Claudia Goldin a reçu le prix de la Banque de Suède, présenté comme l’équivalent du prix Nobel en sciences économiques, pour ses travaux sur l’évolution de la place des femmes sur le marché du travail américain.
S i l’on reconnaît aujourd’hui la maternité comme un frein majeur dans l’évolution de carrière, c’est parce que les travaux de Claudia Goldin l’ont prouvé de manière scientifique. Tout au long de sa vie, cette chercheuse, aujourd’hui âgée de 77 ans, a en effet réuni et compulsé plus de deux cents ans de données sur la formation, les diplômes, les salaires, les emplois et les carrières féminines aux États-Unis.
Ses analyses ont fait d’elle une pionnière des « gender studies », telles qu’il n’en existe pas en Europe. Difficile de sélectionner au sein de son apport les études les plus marquantes. Elle a montré que l’emploi des femmes avait diminué à partir du XIXe siècle et de la révolution industrielle, avant de croître à nouveau depuis la diffusion de la contraception. Ce sont également ses recherches qui ont mis en évidence l’impact des auditions à l’aveugle sur le recrutement des musiciennes au sein des orchestres philharmoniques.

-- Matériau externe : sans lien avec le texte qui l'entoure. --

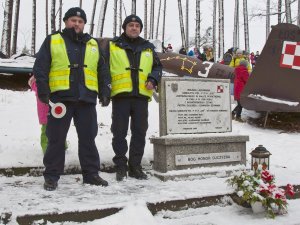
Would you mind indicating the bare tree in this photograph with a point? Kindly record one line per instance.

À potentiel comparable, les femmes plus souvent en retrait
Enfin, son dernier ouvrage s’intéresse aux « greedy jobs », ces postes avides du temps de ceux qui les occupent, métiers du haut management, du conseil, de la gestion, dans lesquels, pour gravir les échelons, il faut se rendre disponible à toute heure, week-ends compris. Depuis vingt ans, les salariés qui acceptent ces conditions gagnent vraiment plus au taux horaire que ceux qui travaillent selon un schéma hebdomadaire classique, observe-t-elle. Or ce sont souvent des hommes dont les femmes ont accepté de ne plus travailler ou de travailler moins pour s’occuper des enfants, alors qu’elles avaient le même potentiel professionnel que leurs époux. Les femmes ne quittent pas leur poste parce que leurs maris sont riches. Mais leurs époux sont riches parce qu’elles se sont mises en retrait.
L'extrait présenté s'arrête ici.